Yesterday, I launched into a wandering and long-overdue meditation on the whiskies that, for me, made the long, grisly winter of ’12-’13 endurable. Yesterday’s post covered bourbon; today, it’s all about the Scots and the Irish.
When looking back on brown-booze season, it wasn’t all a bourbony blur around here. These are a few approachable, available and affordable whiskies that helped me span the gap between October and April.
* Aberlour A’Bunadh?— ?I was pitifully ignorant of Aberlour before 2012, but the happy coincidence of a visit to Seattle by Aberlour brand ambassador Ann Miller, and a visit of my own to the distillery last spring, made me a fan of this whisky.
The 10 year is a perfectly agreeable Speyside malt, a mix of whiskies matured in bourbon casks and olorosso butts (the same goes for its older kin), but A’bunadh is where Aberlour really shines: cask-strength, un-chill-filtered and entirely sherry aged, the whisky is silky and rich, with touches of chocolate and cherries and honey and all those reassuring flavors that remind you that, even in the depth of a blustery winter, liquid compassion can still be found.
* Dalmore 18?— A few years ago, I spent a day driving across the Scottish Highlands in a van with Richard Paterson, the master blender for Whyte & Mackay who deserves much of the credit for this whisky’s nonstop deliciousness. We drove from Edinburgh to the Dalmore distillery, blurry and beaten (at least I was) from a long night of oversampling the Dalmore Mackenzie expression. At the Dalmore, we tasted a handful of whiskies (including a particularly rare one that Richard dispensed by the dropper), poked around in the barrel warehouses, then skedaddled back to Glasgow before nightfall.

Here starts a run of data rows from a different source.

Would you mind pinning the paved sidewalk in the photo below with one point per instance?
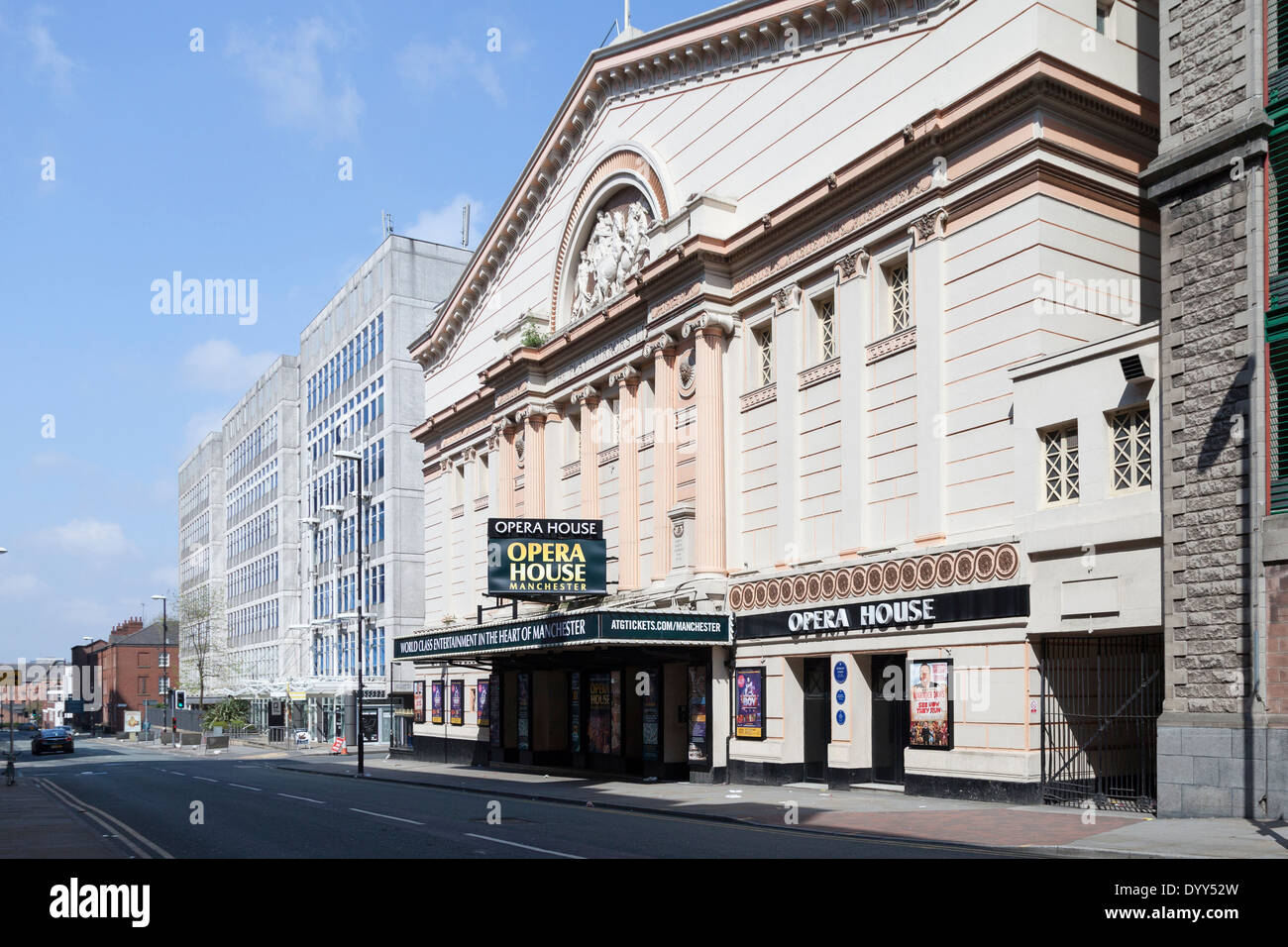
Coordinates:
(1048, 830)
(37, 825)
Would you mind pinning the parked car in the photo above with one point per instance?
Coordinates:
(51, 741)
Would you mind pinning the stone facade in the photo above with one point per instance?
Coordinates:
(1218, 729)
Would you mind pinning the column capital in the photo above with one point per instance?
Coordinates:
(928, 227)
(709, 324)
(853, 264)
(660, 343)
(627, 375)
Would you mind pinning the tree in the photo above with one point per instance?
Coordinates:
(205, 657)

My head still faintly aches from that first, long night, but what I recall from the journey — and the reason the Dalmore 18 has earned a spot in my regular winter rotation — is the whisky’s oily lushness, its balance of coarse earthiness and bold fruit. All of the expressions of the Dalmore have this to some extent, but the 18 walks a particularly fine line between the soft nature of wildflowers and honey that you find in so many Highland malts, and the blustery ruggedness that’s bold enough to bolster you through the worst winter days, while retaining enough freshness of spirit to remind you of better times to come.

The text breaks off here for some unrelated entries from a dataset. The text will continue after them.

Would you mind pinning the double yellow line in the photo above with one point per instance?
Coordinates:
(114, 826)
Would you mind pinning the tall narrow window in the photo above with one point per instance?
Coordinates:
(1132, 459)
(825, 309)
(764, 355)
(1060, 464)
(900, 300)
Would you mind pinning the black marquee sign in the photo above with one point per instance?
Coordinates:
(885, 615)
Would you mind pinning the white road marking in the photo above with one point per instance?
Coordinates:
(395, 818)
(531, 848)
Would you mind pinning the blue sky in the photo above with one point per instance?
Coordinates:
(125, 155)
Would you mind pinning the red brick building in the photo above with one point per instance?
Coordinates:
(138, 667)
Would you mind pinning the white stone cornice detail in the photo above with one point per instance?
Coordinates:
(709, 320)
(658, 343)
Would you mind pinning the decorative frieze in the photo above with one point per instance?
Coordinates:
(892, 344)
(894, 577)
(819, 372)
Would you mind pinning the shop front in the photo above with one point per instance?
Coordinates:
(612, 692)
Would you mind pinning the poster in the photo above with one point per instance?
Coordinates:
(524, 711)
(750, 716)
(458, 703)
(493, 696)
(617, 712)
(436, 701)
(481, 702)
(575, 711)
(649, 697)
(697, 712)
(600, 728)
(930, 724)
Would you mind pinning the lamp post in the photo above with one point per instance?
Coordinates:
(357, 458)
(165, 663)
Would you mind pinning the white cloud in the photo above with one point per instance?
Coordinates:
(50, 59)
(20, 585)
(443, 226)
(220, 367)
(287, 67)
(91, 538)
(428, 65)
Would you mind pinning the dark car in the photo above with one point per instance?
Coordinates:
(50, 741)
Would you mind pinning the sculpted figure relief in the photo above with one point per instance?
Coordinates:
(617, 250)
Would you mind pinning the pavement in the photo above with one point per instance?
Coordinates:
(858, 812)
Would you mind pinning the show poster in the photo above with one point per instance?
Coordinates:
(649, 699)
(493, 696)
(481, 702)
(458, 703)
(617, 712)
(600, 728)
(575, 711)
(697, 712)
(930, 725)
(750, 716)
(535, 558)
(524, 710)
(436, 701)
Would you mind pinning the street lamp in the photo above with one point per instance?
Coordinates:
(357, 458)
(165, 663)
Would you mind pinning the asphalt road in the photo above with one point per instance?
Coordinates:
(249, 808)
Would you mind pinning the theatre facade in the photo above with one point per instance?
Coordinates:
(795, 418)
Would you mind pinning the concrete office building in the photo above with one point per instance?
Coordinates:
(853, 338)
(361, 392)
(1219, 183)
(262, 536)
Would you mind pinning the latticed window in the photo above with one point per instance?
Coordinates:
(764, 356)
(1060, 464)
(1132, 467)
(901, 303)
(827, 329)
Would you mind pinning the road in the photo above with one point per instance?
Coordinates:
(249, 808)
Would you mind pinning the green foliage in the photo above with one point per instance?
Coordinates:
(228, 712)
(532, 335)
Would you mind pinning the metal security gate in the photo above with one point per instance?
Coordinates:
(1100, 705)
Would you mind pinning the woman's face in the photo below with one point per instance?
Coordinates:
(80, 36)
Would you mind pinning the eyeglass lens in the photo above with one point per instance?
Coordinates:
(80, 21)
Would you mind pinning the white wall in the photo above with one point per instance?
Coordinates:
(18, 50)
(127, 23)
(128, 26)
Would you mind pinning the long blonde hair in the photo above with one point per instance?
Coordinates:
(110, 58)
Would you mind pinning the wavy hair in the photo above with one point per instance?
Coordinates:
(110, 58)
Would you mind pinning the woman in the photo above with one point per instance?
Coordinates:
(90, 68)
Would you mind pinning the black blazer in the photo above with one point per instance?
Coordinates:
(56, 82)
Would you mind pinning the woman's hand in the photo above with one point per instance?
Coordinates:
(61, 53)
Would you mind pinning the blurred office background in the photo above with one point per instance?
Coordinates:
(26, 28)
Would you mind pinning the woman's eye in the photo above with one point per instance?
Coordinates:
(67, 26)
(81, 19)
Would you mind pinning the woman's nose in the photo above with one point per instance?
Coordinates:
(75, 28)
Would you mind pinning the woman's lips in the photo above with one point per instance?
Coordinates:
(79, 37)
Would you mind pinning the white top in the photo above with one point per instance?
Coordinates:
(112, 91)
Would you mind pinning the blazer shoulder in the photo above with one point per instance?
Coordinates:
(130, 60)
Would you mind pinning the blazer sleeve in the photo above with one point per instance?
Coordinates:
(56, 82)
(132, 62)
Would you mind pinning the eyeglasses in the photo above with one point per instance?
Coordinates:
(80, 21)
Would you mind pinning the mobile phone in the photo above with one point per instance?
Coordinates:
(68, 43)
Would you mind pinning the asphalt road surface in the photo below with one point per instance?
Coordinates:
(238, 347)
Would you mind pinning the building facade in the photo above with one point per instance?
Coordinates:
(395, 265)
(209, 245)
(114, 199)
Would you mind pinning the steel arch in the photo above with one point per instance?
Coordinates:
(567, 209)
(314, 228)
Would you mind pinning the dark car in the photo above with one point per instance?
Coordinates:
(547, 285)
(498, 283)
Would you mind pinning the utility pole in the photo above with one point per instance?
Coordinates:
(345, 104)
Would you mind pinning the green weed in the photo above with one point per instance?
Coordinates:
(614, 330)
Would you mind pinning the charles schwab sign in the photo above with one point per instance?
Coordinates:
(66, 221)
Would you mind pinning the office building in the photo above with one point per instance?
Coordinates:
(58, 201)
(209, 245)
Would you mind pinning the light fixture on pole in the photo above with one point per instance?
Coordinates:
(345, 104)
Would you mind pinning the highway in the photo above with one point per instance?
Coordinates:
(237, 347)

Bourbon is for shaking off the chill and settling into the comforting warmth indoors; malts like the Dalmore 18 help you pull the coat more tightly around your shoulders, and tell the wind and rain that they can just fuck off for today.

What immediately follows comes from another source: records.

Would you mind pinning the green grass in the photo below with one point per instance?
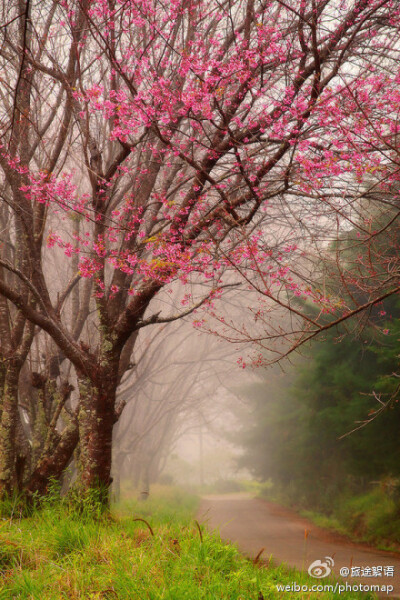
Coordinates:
(373, 518)
(57, 553)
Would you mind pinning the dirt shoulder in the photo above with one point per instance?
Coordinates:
(253, 524)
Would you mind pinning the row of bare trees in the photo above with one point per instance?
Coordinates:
(155, 157)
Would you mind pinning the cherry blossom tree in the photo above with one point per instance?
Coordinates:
(193, 142)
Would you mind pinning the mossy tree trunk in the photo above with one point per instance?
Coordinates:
(8, 428)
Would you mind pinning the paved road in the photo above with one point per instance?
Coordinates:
(253, 524)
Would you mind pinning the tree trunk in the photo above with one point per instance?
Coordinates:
(8, 429)
(96, 422)
(52, 463)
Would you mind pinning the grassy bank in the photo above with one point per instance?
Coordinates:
(57, 554)
(372, 517)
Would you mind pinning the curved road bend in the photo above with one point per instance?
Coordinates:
(252, 524)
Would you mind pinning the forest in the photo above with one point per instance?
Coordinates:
(195, 195)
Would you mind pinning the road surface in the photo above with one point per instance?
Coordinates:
(252, 524)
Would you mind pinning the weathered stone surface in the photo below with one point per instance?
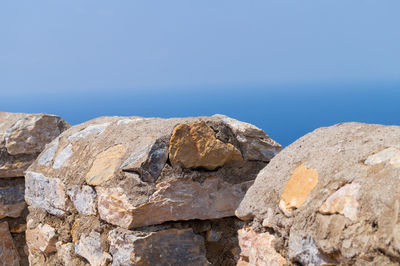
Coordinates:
(254, 143)
(258, 249)
(391, 155)
(114, 172)
(167, 247)
(300, 184)
(302, 249)
(194, 145)
(8, 253)
(65, 252)
(351, 215)
(84, 199)
(45, 192)
(94, 129)
(114, 206)
(149, 161)
(89, 247)
(23, 137)
(172, 201)
(105, 164)
(12, 201)
(62, 156)
(47, 156)
(343, 201)
(42, 238)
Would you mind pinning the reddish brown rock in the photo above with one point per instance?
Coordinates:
(8, 253)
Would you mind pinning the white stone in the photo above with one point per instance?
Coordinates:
(89, 247)
(45, 192)
(382, 156)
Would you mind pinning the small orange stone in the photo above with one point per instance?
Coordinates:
(300, 184)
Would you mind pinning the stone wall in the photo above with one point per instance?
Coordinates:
(330, 198)
(143, 191)
(22, 138)
(151, 191)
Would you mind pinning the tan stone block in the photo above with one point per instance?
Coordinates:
(89, 247)
(42, 238)
(258, 249)
(172, 201)
(343, 201)
(167, 247)
(12, 201)
(300, 184)
(8, 253)
(194, 145)
(105, 165)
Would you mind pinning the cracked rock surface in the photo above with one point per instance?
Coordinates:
(332, 197)
(145, 191)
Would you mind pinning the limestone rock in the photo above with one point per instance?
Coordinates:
(302, 249)
(172, 201)
(194, 145)
(300, 184)
(62, 156)
(12, 201)
(391, 155)
(107, 151)
(23, 137)
(114, 206)
(65, 252)
(45, 192)
(42, 238)
(258, 249)
(352, 208)
(115, 172)
(343, 201)
(8, 253)
(89, 247)
(254, 143)
(167, 247)
(104, 165)
(84, 199)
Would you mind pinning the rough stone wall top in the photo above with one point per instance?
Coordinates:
(334, 194)
(23, 137)
(141, 171)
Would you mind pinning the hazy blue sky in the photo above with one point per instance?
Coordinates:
(286, 66)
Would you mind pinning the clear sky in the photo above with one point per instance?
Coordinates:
(287, 66)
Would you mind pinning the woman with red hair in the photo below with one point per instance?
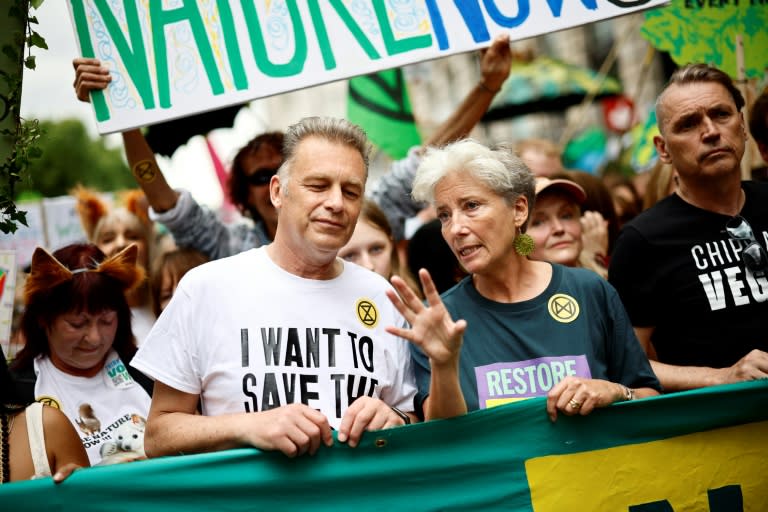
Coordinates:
(79, 343)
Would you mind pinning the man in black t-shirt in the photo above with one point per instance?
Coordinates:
(692, 271)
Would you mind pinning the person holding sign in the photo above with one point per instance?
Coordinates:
(283, 343)
(693, 269)
(254, 165)
(522, 328)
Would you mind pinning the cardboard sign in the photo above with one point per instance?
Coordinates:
(171, 59)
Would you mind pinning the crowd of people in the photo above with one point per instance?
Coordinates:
(314, 320)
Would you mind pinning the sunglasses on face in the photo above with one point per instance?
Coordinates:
(753, 255)
(261, 176)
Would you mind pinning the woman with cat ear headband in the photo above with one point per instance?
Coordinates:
(79, 343)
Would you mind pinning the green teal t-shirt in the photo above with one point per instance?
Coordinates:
(577, 326)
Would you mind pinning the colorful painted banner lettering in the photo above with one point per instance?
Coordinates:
(170, 59)
(703, 450)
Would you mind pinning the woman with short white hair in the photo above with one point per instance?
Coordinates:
(523, 328)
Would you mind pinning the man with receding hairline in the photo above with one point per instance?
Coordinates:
(692, 271)
(283, 343)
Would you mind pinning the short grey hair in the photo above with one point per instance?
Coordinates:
(697, 73)
(499, 169)
(331, 129)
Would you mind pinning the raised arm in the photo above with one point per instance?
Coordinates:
(752, 366)
(495, 64)
(191, 225)
(439, 337)
(90, 75)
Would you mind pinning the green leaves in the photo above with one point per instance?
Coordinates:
(20, 137)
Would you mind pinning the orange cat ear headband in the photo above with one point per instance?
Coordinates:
(48, 272)
(92, 208)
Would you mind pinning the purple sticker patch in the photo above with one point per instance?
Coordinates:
(500, 383)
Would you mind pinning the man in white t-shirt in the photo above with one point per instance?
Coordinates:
(283, 343)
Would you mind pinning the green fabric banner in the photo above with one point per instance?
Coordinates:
(700, 450)
(379, 103)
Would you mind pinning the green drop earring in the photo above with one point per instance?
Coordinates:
(523, 244)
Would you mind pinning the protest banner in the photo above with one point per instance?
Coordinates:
(701, 450)
(174, 59)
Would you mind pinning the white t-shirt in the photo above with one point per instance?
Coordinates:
(248, 336)
(108, 410)
(142, 320)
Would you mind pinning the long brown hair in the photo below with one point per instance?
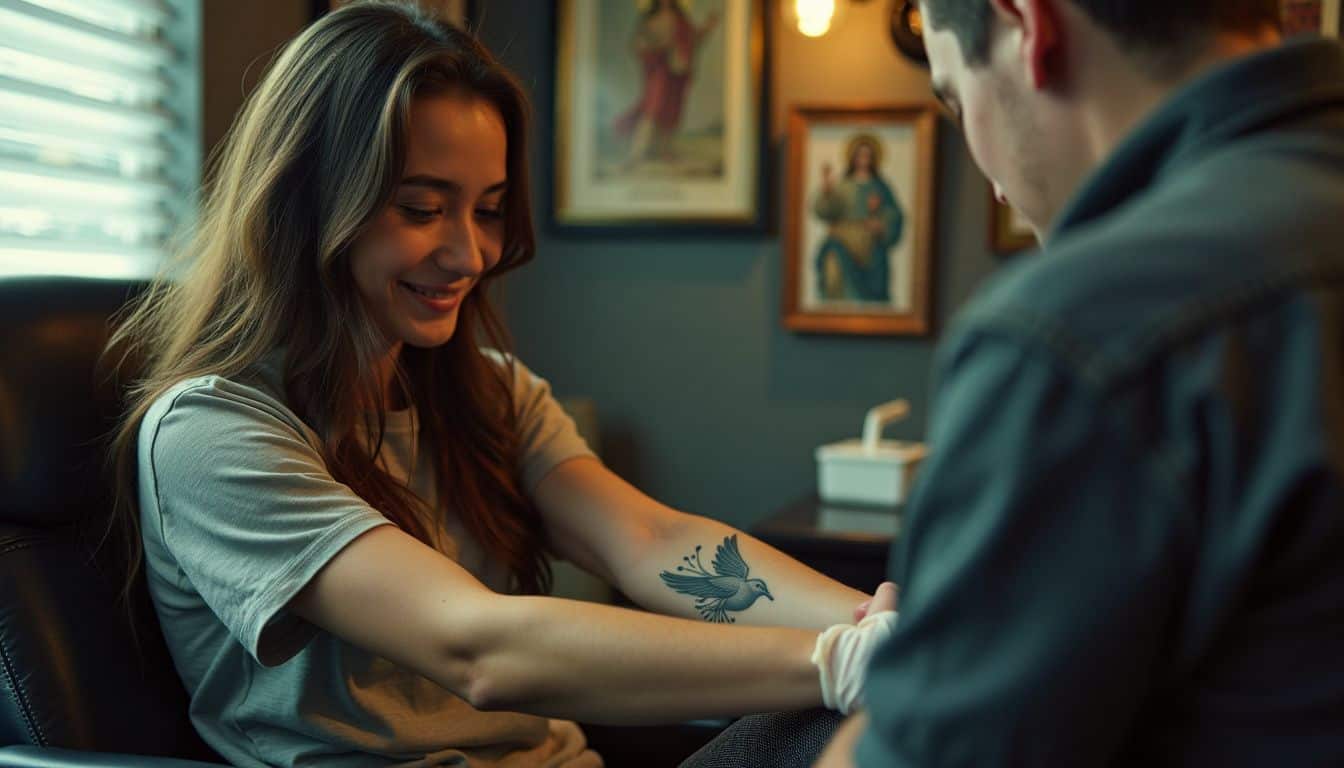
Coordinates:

*?Pretty much anything from Highland Park?— Highland Park is the most Game of Thrones of whiskies.
Think about it: They’re making whisky at the northernmost distillery in Scotland, so they’d better know a thing or two about dark and cold and how to keep them at bay. Highland Park’s answer is to lace the spirit with just a mild lashing of smoke — not enough to make the whisky a brawling brute like the peaty bastards from Islay (though there’s plenty of room for those in winter, of course) — but enough to blow a little air on the embers of a drinker’s insides, a bold (but not too much) shove back against winter that can fan the flames in mind and body while soothing the season’s restlessness with honey, and grass, and toasted nuts and fruits.
My mainstay this past winter was the basic HP12. Why the 12 year? Because it’s what I have, and it works, and I can afford it. Go for the higher range if your inclination and your wallet allow — there is no disappointment to be found here.
* Redbreast 15 year?— Because when St. Patrick’s Day rolls around, green beer is for suckers.
Redbreast has a lightness of character like the rest of its Irish brethren, but it also knows how to land a punch, its gentle flavors of honey and grass matched with a robust oiliness. Redbreast 15 year is as comforting as having breakfast with your grandmother, but as serious as having breakfast with the grandmother who can kill a mouse by flinging her shoe across the room at it without taking her eyes off the story she’s reading to the kids.*
(* actual example from my actual grandmother, who to the best of my knowledge never drank a drop of Irish whiskey.)